Na última quarta-feira (9), a Câmara dos Deputados aprovou o relatório da deputada Dandara (PT-SP) que modifica a chamada Lei de Cotas no Ensino Superior (12.711/2012). Apesar do saldo positivo, apontado por várias pesquisas, a legislação apresentava problemas pontuais.
Vale lembrar que a política federal de cotas brasileira foca mais grupos em desvantagem econômica do que raciais. Metade das vagas de cada curso é reservada para estudantes de escolas públicas e, metade disso (portanto, 25% do total), para estudantes de baixa renda. As cotas para pretos, pardos e indígenas, bem como as cotas para pessoas com deficiência, incidem sobre essas cotas sociais maiores.
Uma das principais mudanças é a alteração do critério de baixa renda. Na lei atual, podem se beneficiar estudantes oriundos de famílias com renda inferior ou igual a 1,5 salário mínimo per capita (ou R$ 1.980). Isso quer dizer que uma família hipotética com cinco membros que tenha renda total de R$ 9.800 era considerada de baixa renda, o que englobava a imensa maioria dos estudantes do ensino médio público. Como estes concorrem apenas entre si, os estudantes menos pobres dentre os pobres acabavam ocupando a maior parte dessa cota. A nova redação reduz o limite para um salário mínimo per capita (R$ 1.320), teto mais adequado à realidade social brasileira. Vale lembrar que estudantes que ganham mais permanecem acessando as cotas de escola pública, independentemente da renda.
Outra mudança é que candidatos cotistas passam a competir primeiro com os da ampla concorrência. Estudos recentes mostraram que alguns cotistas tinham notas de entrada superiores às de não cotistas em cerca de 25% das graduações no Sisu. Embora tivessem um desempenho superior aos estudantes da ampla concorrência, esses só podiam concorrer dentro de suas cotas.

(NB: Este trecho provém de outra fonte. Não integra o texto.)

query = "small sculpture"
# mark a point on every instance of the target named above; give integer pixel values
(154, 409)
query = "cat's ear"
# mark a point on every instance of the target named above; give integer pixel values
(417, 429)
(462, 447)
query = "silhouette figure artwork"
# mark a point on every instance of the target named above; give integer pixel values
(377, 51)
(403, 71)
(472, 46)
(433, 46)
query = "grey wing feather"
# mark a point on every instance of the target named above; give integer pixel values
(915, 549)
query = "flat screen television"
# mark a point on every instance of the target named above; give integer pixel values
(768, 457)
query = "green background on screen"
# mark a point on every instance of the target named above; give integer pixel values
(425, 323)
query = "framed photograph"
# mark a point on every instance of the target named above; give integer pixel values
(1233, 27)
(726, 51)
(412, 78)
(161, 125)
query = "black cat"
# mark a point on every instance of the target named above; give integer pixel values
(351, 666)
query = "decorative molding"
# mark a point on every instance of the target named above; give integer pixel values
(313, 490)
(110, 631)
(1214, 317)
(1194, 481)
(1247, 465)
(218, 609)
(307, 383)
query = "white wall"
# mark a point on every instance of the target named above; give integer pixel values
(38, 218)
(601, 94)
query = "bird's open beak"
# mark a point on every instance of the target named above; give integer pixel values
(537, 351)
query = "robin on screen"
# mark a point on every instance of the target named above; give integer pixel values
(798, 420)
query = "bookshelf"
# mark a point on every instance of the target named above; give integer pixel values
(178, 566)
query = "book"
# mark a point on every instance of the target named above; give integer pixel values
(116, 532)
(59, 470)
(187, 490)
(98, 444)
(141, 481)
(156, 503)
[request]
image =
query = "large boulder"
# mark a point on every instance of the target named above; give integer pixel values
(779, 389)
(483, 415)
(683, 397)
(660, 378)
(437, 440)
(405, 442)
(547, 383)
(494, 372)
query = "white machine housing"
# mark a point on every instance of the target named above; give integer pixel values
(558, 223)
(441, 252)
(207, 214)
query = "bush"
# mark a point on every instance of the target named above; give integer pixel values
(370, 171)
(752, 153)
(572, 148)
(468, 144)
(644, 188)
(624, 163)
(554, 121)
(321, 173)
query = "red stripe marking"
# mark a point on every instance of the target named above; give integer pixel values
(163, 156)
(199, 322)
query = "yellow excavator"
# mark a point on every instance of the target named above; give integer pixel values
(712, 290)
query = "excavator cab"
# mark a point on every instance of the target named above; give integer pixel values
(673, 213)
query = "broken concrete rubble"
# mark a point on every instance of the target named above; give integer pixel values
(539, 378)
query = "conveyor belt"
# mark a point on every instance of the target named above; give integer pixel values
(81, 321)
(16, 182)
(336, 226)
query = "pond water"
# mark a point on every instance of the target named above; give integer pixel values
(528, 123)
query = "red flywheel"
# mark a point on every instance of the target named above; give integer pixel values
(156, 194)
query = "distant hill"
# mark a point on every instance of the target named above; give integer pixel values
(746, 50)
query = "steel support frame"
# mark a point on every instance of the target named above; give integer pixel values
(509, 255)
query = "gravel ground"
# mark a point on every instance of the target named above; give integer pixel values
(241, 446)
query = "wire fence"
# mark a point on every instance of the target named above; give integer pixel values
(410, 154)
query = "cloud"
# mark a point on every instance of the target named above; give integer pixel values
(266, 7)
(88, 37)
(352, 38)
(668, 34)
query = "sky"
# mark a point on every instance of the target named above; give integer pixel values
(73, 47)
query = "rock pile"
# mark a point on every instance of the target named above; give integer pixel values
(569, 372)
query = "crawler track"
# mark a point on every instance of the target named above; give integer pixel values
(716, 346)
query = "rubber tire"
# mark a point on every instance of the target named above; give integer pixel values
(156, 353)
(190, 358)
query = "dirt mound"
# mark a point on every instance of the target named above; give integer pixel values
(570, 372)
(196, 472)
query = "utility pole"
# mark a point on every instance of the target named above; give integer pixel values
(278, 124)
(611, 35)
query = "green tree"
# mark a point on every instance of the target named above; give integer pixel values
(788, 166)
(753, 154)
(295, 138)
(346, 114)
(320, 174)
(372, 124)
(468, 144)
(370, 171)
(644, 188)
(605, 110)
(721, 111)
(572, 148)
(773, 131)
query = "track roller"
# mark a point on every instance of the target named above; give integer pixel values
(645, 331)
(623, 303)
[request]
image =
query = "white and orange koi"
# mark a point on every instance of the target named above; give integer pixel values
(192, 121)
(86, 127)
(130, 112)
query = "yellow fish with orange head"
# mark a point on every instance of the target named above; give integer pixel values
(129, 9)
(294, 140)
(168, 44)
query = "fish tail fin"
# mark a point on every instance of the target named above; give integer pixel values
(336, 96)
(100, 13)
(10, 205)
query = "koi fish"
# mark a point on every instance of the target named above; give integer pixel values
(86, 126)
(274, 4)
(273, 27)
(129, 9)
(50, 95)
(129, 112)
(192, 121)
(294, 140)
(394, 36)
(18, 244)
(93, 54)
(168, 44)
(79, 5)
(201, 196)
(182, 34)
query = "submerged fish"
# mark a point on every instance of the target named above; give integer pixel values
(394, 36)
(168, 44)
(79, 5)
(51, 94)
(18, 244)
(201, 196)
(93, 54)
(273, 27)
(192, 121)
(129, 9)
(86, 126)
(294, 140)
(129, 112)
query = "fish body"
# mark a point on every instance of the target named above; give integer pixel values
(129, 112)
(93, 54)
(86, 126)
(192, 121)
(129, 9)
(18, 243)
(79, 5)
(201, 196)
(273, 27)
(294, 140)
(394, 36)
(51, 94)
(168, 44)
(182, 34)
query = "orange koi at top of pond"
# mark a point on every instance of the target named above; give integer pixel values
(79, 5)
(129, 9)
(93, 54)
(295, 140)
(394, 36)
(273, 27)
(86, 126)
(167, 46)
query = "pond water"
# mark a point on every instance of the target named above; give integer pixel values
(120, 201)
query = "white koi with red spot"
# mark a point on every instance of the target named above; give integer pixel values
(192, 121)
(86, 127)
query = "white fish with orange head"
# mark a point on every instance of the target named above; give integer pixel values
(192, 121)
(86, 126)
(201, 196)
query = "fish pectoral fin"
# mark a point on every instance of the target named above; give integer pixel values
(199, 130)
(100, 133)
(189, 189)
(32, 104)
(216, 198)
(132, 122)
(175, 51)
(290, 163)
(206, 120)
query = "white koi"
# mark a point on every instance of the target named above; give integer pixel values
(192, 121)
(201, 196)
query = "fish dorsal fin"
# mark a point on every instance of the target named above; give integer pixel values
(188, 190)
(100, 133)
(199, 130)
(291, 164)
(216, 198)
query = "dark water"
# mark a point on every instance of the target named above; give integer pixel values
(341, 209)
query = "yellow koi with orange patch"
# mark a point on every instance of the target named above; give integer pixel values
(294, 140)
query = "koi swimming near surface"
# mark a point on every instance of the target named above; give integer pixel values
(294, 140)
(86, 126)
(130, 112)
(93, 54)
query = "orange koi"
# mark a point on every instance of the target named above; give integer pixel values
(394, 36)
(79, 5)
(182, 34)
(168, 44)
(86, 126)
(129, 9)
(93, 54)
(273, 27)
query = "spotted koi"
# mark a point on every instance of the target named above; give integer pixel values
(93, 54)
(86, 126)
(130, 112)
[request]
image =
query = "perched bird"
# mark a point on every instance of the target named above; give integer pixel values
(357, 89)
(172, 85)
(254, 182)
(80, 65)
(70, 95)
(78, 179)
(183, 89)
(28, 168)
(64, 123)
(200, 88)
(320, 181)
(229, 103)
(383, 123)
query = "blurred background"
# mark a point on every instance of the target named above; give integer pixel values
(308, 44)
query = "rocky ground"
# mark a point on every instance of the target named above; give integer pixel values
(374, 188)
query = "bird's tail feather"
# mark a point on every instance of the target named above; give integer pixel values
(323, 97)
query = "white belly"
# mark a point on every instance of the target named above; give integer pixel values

A mudança visa a corrigir distorções como esta, fazendo com que as cotas continuem funcionando como piso e não como teto.
Além disso, quilombolas são incluídos no rol de beneficiários e recomenda-se às universidades que estabeleçam ações afirmativas nos programas de pós-graduação.
Mas talvez a principal mudança seja aquela sobre a revisão da política. A redação vigente previa a revisão da lei em 2022, o que não aconteceu. Como ela não falava em nenhum prazo de validade, a lei continua vigendo até hoje. No entanto, isso criou um cenário de insegurança jurídica.
A nova lei torna a política permanente, contudo obriga o governo a fazer avaliações a cada dez anos. Mais importante ainda, ela obriga os ministérios envolvidos a sistematizar e disponibilizar os dados necessários para tal, uma demanda antiga da academia e dos movimentos sociais.
Enquanto outros países vêm retrocedendo em suas ações afirmativas, a exemplo dos Estados Unidos, a mudança na Lei de Cotas dá um passo para sua consolidação e aprimoramento. O projeto ainda será discutido no Senado.